If you spend enough time around me, you’ll hear me talk about the translation of the Bible and specifically how some words were transmitted into modern English. The idiomatic usage of the word “tongue” for language is one of those issues I have with modern versions of the Bible.

Follow the way of love and eagerly desire gifts of the Spirit, especially prophecy. For anyone who speaks in a tongue does not speak to people but to God. Indeed, no one understands them; they utter mysteries by the Spirit. But the one who prophesies speaks to people for their strengthening, encouraging and comfort. Anyone who speaks in a tongue edifies themselves, but the one who prophesies edifies the church. I would like every one of you to speak in tongues, but I would rather have you prophesy. The one who prophesies is greater than the one who speaks in tongues, unless someone interprets, so that the church may be edified.

1 Corinthians 14:1-4

It’s not a bad term, and I understand the poetic choice to select for style over direct wording but in this case, neglecting direct and clear language leaves room for misunderstanding. The term tongues, even used of angelic languages, must refer to speech that has the structure and consistency to be understood.

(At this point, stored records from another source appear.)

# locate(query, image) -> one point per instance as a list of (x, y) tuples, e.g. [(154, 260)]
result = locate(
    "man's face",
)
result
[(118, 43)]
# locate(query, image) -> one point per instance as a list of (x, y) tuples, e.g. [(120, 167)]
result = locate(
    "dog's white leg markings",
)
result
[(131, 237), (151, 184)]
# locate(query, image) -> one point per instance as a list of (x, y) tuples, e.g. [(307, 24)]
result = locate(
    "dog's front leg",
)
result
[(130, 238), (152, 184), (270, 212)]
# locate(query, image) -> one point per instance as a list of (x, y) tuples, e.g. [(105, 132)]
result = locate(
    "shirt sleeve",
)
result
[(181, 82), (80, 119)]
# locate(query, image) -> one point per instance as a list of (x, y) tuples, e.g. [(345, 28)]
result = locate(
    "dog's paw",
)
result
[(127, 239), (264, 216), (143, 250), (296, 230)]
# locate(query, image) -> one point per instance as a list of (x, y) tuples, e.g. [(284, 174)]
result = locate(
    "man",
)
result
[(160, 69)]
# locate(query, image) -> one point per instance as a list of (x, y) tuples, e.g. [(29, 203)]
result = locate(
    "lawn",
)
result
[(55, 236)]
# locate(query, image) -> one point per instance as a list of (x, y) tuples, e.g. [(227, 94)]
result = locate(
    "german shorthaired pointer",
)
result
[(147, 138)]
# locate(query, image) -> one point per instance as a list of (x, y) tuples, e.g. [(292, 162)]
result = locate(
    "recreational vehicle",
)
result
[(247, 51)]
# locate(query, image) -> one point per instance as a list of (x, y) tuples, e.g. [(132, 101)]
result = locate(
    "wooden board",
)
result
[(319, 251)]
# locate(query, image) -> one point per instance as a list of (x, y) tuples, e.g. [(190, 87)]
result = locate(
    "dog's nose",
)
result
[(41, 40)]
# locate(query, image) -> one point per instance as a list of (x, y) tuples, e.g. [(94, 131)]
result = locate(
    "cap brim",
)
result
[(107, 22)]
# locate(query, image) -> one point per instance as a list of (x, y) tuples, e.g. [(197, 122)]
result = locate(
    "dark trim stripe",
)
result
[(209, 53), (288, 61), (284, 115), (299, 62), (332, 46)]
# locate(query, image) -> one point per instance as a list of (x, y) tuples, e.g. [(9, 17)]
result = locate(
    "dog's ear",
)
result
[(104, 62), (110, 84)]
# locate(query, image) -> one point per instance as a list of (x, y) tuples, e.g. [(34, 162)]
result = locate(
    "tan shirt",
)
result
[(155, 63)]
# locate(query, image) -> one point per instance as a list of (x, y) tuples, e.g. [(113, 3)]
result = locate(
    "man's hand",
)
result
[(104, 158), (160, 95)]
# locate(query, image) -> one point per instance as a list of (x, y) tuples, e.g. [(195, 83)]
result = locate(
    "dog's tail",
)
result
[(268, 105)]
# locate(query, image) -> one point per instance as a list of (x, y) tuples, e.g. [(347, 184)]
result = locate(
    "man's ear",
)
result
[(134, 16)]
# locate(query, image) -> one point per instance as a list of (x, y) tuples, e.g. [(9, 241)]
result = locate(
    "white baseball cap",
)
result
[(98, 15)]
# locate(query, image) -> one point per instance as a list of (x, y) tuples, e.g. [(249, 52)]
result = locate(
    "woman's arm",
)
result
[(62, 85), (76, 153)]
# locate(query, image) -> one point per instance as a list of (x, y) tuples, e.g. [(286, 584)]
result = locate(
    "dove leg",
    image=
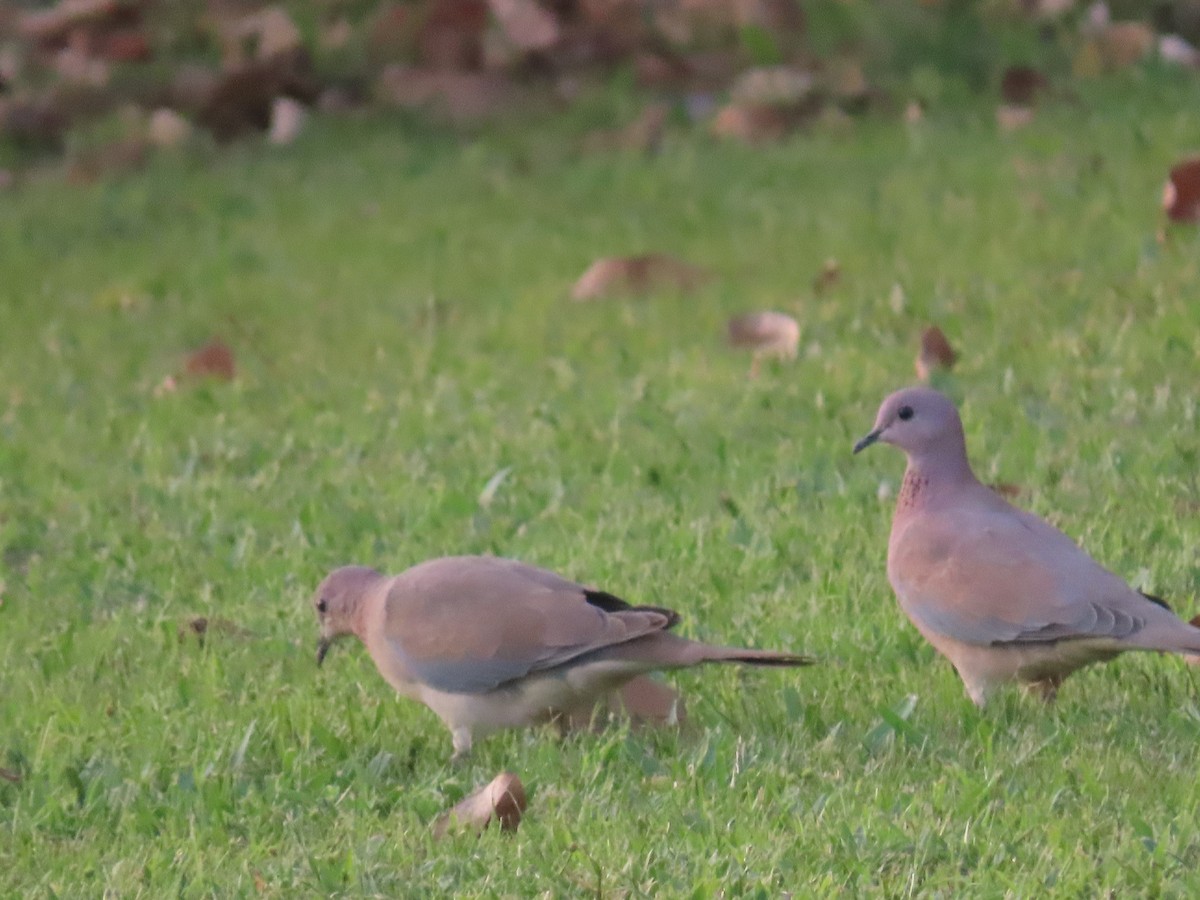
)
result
[(461, 743)]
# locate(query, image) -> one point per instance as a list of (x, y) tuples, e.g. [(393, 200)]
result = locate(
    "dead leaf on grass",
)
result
[(202, 627), (213, 360), (935, 353), (1011, 118), (1020, 85), (636, 275), (1181, 195), (502, 799), (828, 276)]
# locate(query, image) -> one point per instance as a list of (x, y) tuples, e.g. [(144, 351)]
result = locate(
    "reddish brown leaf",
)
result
[(1181, 195), (503, 799), (636, 275), (457, 96), (935, 353), (1011, 118), (451, 36), (750, 125), (213, 360), (1020, 85), (828, 276), (769, 334)]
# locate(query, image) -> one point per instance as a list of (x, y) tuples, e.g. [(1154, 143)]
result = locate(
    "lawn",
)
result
[(396, 299)]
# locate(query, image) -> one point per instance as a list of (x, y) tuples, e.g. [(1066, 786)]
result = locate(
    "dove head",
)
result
[(925, 425), (337, 601)]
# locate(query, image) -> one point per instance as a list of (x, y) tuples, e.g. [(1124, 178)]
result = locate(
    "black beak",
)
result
[(323, 646), (868, 441)]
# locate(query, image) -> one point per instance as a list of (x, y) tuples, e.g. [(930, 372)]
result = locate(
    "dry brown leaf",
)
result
[(935, 353), (202, 625), (167, 129), (1020, 85), (213, 360), (258, 36), (1125, 43), (527, 25), (459, 96), (768, 334), (451, 36), (1011, 118), (119, 157), (1007, 489), (1181, 195), (54, 27), (636, 275), (828, 276), (288, 118), (643, 135), (750, 125), (502, 799)]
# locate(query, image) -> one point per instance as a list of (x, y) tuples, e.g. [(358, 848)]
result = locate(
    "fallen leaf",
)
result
[(167, 129), (636, 275), (202, 625), (451, 36), (643, 135), (288, 118), (1181, 195), (241, 99), (502, 799), (1020, 85), (769, 334), (1175, 49), (527, 25), (214, 359), (459, 96), (1125, 43), (935, 353), (750, 125), (1011, 118), (828, 276)]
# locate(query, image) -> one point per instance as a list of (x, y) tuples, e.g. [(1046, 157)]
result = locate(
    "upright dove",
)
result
[(491, 643), (999, 592)]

You see in this chapter and the preceding, Paul is concerned with the effectiveness of the communication of the people at the Church in Corinth. The people were eager to demonstrate Spiritual gifts. They were God-given talents after all, what more appropriate place to show them than in the assembly of believers?

But that was the problem. The assembly is not about individual skills and abilities but about mutual encouragement and edification. In order for humans to create that benefit for one another, they must communicate; this is not possible without conveying meaning.

It’s true: words fail sometimes. People stutter. Vocabulary can be limited. But if we aren’t communicating with one another, how can we say “Amen, I agree” before God and the whole church? The core of Church life and indeed the very existence of the faith is communication.